The ultimate eligibility of Bodden Town election candidates Mark Seymour and Dwayne Seymour will be a matter for the courts to decide, Governor Stuart Jack has declared.
Mr. Jack issued a statement addressing the issue Monday, after pressure mounted last week for him to give Bodden Town voters some sort of clarification on the two candidates’ status.
‘[Mr.] Jack has said that he fully expects all candidates in the forthcoming general election to operate within the terms of the Constitution and the applicable laws of the Cayman Islands,’ the statement said.
‘Should there be any cases of possible non-compliance with the legal requirements that would be a matter for the courts to decide,’ he said.
The eligibility of the two United Democratic Party candidates was brought into questions after they missed the 20 April deadline for having details of interests in government contracts published by way of government notice.
The ‘oversight’, as the two have termed it, could leave them vulnerable to legal challenges if either candidate is successful at the 20 May poll.
The Elections Office also released a statement Friday insisting the ultimate eligibility of the two men will be a matter for the courts should a legal challenge be brought against either candidate if elected.

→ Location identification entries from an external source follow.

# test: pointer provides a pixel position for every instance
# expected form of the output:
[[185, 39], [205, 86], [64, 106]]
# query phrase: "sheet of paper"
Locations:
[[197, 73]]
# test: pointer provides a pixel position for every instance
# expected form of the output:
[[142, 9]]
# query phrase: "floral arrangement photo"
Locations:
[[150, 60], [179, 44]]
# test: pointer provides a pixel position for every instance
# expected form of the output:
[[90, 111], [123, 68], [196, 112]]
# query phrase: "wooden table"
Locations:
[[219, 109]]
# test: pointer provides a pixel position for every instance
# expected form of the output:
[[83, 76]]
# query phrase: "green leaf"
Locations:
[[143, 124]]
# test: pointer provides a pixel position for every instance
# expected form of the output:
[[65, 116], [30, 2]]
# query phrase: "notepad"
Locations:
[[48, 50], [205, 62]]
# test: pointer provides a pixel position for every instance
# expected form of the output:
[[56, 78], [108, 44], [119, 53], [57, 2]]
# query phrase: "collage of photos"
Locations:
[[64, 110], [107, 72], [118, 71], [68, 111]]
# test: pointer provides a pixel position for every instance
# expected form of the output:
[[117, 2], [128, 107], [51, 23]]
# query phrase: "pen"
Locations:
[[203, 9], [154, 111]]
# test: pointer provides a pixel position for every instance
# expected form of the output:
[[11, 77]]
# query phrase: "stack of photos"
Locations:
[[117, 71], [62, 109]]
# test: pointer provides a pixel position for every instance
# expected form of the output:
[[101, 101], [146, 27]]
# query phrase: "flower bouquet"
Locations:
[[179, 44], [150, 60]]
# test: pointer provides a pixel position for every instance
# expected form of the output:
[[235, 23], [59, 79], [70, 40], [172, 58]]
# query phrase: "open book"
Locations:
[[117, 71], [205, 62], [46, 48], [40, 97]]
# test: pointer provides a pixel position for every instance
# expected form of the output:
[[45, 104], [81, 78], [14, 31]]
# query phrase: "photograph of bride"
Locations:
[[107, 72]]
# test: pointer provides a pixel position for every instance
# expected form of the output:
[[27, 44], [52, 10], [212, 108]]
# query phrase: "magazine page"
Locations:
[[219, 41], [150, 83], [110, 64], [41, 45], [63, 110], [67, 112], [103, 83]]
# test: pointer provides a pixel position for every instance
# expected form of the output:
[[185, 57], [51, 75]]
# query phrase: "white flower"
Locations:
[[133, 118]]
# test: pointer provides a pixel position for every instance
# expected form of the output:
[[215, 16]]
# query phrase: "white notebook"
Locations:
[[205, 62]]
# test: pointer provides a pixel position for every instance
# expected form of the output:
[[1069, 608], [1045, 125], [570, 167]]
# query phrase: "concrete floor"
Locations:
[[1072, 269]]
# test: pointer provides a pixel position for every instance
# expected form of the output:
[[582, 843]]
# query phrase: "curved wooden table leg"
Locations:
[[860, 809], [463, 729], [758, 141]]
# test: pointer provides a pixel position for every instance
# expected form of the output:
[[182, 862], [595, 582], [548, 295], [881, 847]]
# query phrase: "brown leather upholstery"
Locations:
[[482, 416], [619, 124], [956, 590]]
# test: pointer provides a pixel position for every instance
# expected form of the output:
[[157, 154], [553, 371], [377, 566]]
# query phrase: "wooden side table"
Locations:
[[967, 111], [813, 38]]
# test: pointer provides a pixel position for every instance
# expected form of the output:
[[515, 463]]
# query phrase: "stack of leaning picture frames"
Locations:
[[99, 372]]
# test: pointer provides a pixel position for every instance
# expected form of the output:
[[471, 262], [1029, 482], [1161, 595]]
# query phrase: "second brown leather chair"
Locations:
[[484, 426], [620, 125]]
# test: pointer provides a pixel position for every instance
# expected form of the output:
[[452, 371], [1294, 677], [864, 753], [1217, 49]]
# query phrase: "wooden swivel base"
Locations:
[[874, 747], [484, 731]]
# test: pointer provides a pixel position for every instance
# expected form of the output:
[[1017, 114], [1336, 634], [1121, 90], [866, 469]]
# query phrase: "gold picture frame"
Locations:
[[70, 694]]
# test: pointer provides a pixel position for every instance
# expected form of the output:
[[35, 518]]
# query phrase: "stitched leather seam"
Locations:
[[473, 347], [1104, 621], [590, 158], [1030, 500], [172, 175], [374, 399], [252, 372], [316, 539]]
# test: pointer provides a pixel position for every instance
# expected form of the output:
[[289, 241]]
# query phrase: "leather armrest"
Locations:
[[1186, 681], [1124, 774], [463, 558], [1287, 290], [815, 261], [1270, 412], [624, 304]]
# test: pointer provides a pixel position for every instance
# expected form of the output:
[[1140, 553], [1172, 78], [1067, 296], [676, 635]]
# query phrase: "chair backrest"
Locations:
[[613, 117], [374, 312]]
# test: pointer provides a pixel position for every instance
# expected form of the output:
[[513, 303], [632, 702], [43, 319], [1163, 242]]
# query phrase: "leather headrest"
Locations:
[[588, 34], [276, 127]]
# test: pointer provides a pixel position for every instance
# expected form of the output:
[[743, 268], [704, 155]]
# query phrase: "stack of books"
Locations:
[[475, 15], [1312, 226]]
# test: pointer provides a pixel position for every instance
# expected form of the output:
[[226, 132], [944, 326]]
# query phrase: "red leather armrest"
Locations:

‘Contrary to anything reported in the media,’ the statement said, ‘we have not confirmed to anyone one way or the other that any of the candidates in the 2009 General Elections are qualified or not qualified to be elected as members of the Legislative Assembly.’
The statement, from Supervisor of Elections, Kearney Gomez added: ‘This issue is not one to be determined by the Elections Office, it is a matter for a court of law.’
The statement came in response to continuing UDP advertisements that state that Mr. Scotland and Mr. Seymour ‘are entitled to contest and be elected by the people of Bodden Town’ – a fact, the advertisements claim, which has been confirmed by the Elections Office and the Attorney General.
While the carefully worded UDP statement explicitly states that the two are entitled to continue running in the race, it ventures a less categoric legal position about the two if they are elected.
‘In relation to recent threats from their political opponents that they will seek to have Bodden Town’s lawfully elected representatives removed from office following the General Election, our candidates are satisfied that they have made full and frank disclosure and have been completely transparent with all information required from them in order to qualify them as candidates and to be elected to sit in the Legislative Assembly,’ the advertisement states.
Both Mr. Scotland and Mr. Seymour have admitted having interests in government contracts, or in Mr. Seymour’s case, in a contract with a government-owned company (Cayman Airways) that they did not have published by way of government notice by 20 April, as required under the Cayman Islands Constitution.
The men described missing the deadline to publish as an oversight, and have since had the interests published in a special extraordinary gazette on 24 April.
They have also said the contracts are in the public domain and that they listed their ownership of the companies that hold the relevant contracts in the Legislative Assembly’s Register of Interests, which is a separate requirement on candidates under a different law.